Downbeat Diner was packed this morning, even before lunch was served. The occasion was a meeting of business owners, residents, and police in the wake of attacks on at least one small business owner, Scott Michael McDonough of Otto Cakes, by alleged drug dealers.

Burton White, neighborhood board member and general manager of Hawaii Theatre, asked about increased police presence in the Smith-Beretania area near Otto Cakes.

HPD corporal Richard Fikani responded by citing reports that show that increased police presence can have little or no effect.

A resident responded by asking, “What is the police going to do to keep people safe?”

“We’re at the boiling point,” the resident said.

An audience member, said, “You say you’re short-staffed, but lots of people are getting ticketed for cellphone violations on Nuuanu [avenue].”
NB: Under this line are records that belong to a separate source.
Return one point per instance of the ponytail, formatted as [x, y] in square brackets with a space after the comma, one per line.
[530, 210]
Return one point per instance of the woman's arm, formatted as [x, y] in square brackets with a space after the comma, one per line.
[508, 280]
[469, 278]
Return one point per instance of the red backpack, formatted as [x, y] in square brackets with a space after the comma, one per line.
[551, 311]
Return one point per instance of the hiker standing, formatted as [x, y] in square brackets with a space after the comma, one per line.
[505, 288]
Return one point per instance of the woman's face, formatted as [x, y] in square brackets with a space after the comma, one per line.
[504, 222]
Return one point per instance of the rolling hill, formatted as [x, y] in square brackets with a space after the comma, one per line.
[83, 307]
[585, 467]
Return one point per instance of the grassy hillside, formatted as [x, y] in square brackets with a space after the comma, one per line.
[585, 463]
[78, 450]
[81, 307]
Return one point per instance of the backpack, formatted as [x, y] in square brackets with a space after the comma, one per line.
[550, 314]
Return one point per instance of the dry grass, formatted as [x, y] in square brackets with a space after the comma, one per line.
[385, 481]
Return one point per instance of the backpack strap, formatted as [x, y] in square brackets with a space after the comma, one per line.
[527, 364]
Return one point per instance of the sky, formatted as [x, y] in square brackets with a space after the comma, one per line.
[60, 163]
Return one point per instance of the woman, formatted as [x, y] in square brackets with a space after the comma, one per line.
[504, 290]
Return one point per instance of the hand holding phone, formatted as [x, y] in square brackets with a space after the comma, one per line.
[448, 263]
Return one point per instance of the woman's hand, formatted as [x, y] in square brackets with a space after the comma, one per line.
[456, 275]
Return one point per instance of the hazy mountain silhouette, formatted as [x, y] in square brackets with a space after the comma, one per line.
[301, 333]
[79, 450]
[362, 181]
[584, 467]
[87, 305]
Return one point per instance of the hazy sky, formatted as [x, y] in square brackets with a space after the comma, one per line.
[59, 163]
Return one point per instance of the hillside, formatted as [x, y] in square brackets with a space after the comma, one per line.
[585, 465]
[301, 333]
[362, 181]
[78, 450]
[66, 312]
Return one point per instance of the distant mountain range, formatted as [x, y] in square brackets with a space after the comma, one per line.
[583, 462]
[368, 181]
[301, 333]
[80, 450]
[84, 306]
Officer Fikani didn’t respond directly to this question in the community meeting, but later said that those officers are funded through a separate federal grant, and aren’t part of the small number of regular beat officers.

“I understand you’re frustrated. But what are we going to do? Venting doesn’t get nothing done,” Officer Fikani said. Fikani proceeded to call on residents and businesses to call HPD when assistance is needed.

Josh Hancock, proprietor of Downbeat Diner, said that Otto had called several times for assistance, but arrests haven’t been made.

Mr. White suggested that a visual campaign at establishments in the district to let drug dealers know that they would be reported on.

Officer Fikani said that police presence will just move the problem around, from block to block.

“It’s not the solution,” he said.

Mr. White responded by saying that, “We’ve asked police to move cars, and it’s worked.”

Officer Fikani agreed, at this point, to ask lieutenants to move their cars around.

Otto raised the issue of his multiple attempts at contacting the police.

“I’ve called so many times, but the person keeps coming back,” he said.

Officer Fikani responded by saying that he can’t do anything once the suspect goes through the judicial process.

One business owner described being the victim of shoplifting, only to find the alleged shoplifter selling his stolen wares at Aala park – after HPD was called.

“You’re so concerned about their civil rights – what about ours?,” the business owner said.

An older man seated in a booth said that he has been part of the Chinatown community for 60 years. He said that he knew many people who are afraid to report illegal activity to the police, for fear of retaliation.

Otto described calling HPD, after being attacked in front of his own bakery.

“Police came down. All the people around were friends of the with the person who beat me up, so the story turned around [against me]. Not one officer has called me about this case,” he said.

A business owner said, “Is Otto going to get killed before something gets done?”

Officer Fikani said, “I’m offering something right now. If you call the police, call me and I’ll come down the next day or that day if I’m working, and look into it.”

“I’m offering personal service, one-on-one service. But if you don’t call me, I can’t do that,” he said.